Find out what support is available to you while you’re abroad.

Main point of contact

When you are abroad, the host university will be your main point of contact. They are there to help you and look after you.

The Sussex Abroad team are also here to support you in whatever capacity they can. If you experience issues, it's important you let us know as soon as possible.

Culture shock

It can be exhilarating, rewarding and intellectually stimulating to live in a new culture.You'll meet new people, see new places and try different things. Adapting to a new environment may come easily and naturally, but at times you may also feel overwhelmed and experience what's called culture shock.

See our advice about overcoming homesickness and culture shock.
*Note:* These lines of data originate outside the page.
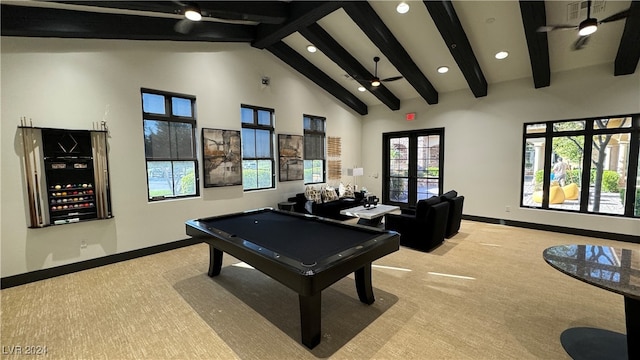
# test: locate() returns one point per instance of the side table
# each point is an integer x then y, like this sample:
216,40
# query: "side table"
286,205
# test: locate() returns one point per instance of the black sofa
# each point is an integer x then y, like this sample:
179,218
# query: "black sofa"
422,229
330,209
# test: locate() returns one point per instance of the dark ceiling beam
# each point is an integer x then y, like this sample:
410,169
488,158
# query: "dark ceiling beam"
339,55
370,23
268,12
32,21
302,14
534,16
629,51
447,22
303,66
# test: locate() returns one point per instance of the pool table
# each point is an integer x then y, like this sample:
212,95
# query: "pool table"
303,252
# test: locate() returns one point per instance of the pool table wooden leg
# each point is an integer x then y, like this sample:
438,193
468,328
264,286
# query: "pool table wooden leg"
363,284
215,261
310,319
632,313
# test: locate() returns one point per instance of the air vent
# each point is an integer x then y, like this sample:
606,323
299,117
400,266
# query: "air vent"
578,10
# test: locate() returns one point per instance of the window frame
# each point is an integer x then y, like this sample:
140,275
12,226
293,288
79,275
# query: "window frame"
631,187
256,126
170,118
322,134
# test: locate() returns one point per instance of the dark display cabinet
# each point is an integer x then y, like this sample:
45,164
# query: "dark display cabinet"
74,165
70,192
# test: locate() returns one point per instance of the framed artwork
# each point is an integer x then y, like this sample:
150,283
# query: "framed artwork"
222,157
290,151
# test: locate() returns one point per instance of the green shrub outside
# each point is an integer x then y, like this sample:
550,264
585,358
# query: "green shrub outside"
609,178
636,206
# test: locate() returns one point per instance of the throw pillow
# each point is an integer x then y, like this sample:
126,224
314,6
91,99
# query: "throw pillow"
312,195
329,194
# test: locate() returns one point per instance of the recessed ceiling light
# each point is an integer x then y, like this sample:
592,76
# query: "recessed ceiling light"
192,13
501,55
402,8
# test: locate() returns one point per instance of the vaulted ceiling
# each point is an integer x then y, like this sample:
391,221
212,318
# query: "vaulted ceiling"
462,35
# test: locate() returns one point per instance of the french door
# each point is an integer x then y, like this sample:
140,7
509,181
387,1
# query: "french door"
413,163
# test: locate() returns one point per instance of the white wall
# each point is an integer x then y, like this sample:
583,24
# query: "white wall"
483,139
73,83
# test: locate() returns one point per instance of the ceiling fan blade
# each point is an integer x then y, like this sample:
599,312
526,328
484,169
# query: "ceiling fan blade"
548,28
581,42
394,78
183,26
615,17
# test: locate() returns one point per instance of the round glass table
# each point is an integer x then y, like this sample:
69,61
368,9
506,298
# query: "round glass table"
610,268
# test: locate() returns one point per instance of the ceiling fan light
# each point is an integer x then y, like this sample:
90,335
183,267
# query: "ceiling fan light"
501,55
402,8
588,27
192,13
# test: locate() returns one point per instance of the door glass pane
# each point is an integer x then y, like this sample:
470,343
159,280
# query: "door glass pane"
566,172
263,143
156,139
533,172
428,188
264,117
399,157
246,115
637,205
399,190
608,167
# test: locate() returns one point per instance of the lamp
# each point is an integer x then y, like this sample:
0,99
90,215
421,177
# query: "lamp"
355,172
192,12
588,27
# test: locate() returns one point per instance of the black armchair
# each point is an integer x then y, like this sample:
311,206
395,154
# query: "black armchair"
455,212
426,228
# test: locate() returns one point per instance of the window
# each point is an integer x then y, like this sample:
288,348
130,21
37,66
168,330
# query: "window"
169,123
413,166
587,166
314,157
257,147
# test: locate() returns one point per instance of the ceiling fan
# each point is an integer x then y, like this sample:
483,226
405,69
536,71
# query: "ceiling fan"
587,27
376,81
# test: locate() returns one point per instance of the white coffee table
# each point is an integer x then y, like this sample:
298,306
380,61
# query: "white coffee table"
371,216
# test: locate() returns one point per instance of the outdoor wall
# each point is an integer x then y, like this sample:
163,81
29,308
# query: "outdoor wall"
483,139
74,83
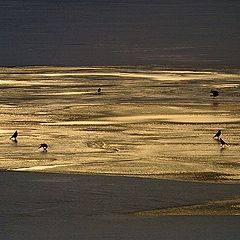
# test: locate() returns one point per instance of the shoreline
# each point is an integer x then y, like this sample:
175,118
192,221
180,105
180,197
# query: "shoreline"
98,207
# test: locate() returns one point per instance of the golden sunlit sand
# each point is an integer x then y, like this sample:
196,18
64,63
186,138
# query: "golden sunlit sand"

Practical advice during emergencies

  1. If an emergency situation occurs, be guided by your host university. They will have procedures in place and will be prepared for emergencies.
  2. Listen to local news broadcasts and follow local and national government advice.
  3. Make contact with your parents/next of kin as soon as you can, to let them know that you are safe.
  4. If the Foreign Commonwealth and Development Office are recommending that people leave the country or area, then students are advised to leave. Always check their foreign travel advice.
  5. Embassies will work to get their nationals out of a country. Websites of embassies and FCDO equivalent offices should give information on the services that are being provided.
  6. It is important that we have your address and telephone number so we can contact you whilst you are abroad. Update your study abroad address on Sussex Direct so in the event of an emergency situation, we can try and contact you or get someone else to check on you.

In case of a personal accident, use the support structures in place at your exchange host university. Make a note of the names and contact details of the relevant staff in the International Office (or its equivalent) where you are. They have a duty of care responsibility to you and can accommodate your local needs, whether in relation to housing, coursework or transportation. 

You should also contact the emergency services of your health insurance or travel cover provider where necessary. 

You should return home if you are concerned about your safety as a result of an event, such as an earthquake or political unrest. If you have not completed the assessment you should discuss this with the host institution or contact the Sussex Abroad team.

Coming home early

If you want to withdraw from a study abroad year that has already started, you must complete the relevant form below and notify both the Sussex Abroad team and your host institution.

If you request to withdraw before the end of week 3 of Sussex’s semester 1 of a study abroad year, you will be transferred onto the non-year abroad variant of your degree and go straight into the final/next stage of your Sussex course following your second year (subject to agreement with your school). You will not receive the suffix ‘with a study abroad year’ in your degree title and the study abroad year will not appear on your marks record or degree transcript, or contribute to classification.

If you request to withdraw after the end of week 3 of Sussex’s semester 1 of a study abroad year, you will be required to temporarily withdraw from your course and return to continue your next stage of study at Sussex the following September. The study abroad year will remain on your marks record and transcript and be recorded as a failed module. The study abroad year will not contribute to classification. You will not receive the suffix ‘with a study abroad year’ in your degree title.